O Tribunal do Júri da Comarca de Jandaia do Sul condenou João Vitor Rossetti a 26 anos de reclusão, em regime fechado, pelo homicídio de Maycon dos Santos Cardoso, crime ocorrido em fevereiro de 2025, na zona rural de São Pedro do Ivaí.
O julgamento foi realizado nesta semana e, segundo o promotor de Justiça da comarca, Dr. Josmaico Gesteira Pedroso, o Conselho de Sentença reconheceu as qualificadoras apontadas pelo Ministério Público.
“Sim, condenado a 26 anos de reclusão, em regime fechado, pelo homicídio do Maicon. Foram reconhecidas pelo Tribunal do Júri as qualificadoras da conexão para ocultação de um crime anterior, além da surpresa e da dissimulação, que dificultaram a defesa da vítima. Também houve condenação pelo crime de ocultação de cadáver. O Ministério Público desempenhou seu papel e alcançou a justiça hoje.
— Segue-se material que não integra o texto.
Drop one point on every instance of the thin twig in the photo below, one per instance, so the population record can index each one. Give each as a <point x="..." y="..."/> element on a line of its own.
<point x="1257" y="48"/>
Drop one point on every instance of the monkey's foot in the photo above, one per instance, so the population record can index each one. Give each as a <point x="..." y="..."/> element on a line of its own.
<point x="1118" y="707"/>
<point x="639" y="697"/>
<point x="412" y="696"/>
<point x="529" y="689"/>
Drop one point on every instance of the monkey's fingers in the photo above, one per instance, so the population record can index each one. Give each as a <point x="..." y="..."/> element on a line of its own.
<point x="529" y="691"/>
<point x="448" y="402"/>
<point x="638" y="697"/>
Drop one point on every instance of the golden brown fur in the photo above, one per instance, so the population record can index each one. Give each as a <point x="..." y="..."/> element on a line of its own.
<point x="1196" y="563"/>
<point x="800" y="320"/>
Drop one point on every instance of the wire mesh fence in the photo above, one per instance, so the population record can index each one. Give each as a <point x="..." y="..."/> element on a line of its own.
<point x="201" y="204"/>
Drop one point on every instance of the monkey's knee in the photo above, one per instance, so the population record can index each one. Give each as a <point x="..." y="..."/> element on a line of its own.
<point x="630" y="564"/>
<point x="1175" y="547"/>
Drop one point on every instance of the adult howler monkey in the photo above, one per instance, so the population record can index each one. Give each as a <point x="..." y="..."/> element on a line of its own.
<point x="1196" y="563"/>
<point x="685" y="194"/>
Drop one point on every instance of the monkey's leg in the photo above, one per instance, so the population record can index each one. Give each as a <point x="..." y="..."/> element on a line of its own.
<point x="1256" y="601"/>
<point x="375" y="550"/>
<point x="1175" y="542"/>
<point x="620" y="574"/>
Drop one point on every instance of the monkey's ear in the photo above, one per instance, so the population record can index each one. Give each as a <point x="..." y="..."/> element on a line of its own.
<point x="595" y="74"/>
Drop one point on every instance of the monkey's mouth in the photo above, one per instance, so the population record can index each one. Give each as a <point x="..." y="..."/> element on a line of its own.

Crime para impedir depoimento
De acordo com o promotor, o homicídio ocorreu um dia antes de Maycon depor em plenário, em um júri na mesma comarca, onde Rossetti era apontado como envolvido em outro assassinato, o de Luiz Felipe dos Santos, conhecido como “Filipinho”.
“Um dia antes de depor no Tribunal do Júri dessa comarca, o Rossetti matou o Maicon para impedir que ele revelasse as circunstâncias e a autoria do crime que vitimou o Luiz Felipe, na cidade de São Pedro do Ivaí. Por essa razão, inclusive, o homicídio pelo qual ele foi condenado hoje foi qualificado”, explicou.
Segundo o representante do Ministério Público do Estado do Paraná, o assassinato foi caracterizado como “queima de arquivo”.
“O homicídio foi o que vulgarmente se chama de queima de arquivo. Ele queria calar o Maicon e, assim, também agride a própria Justiça, que não pôde ser adequadamente feita no processo em que ele respondia pelo homicídio do Luiz Felipe”, destacou.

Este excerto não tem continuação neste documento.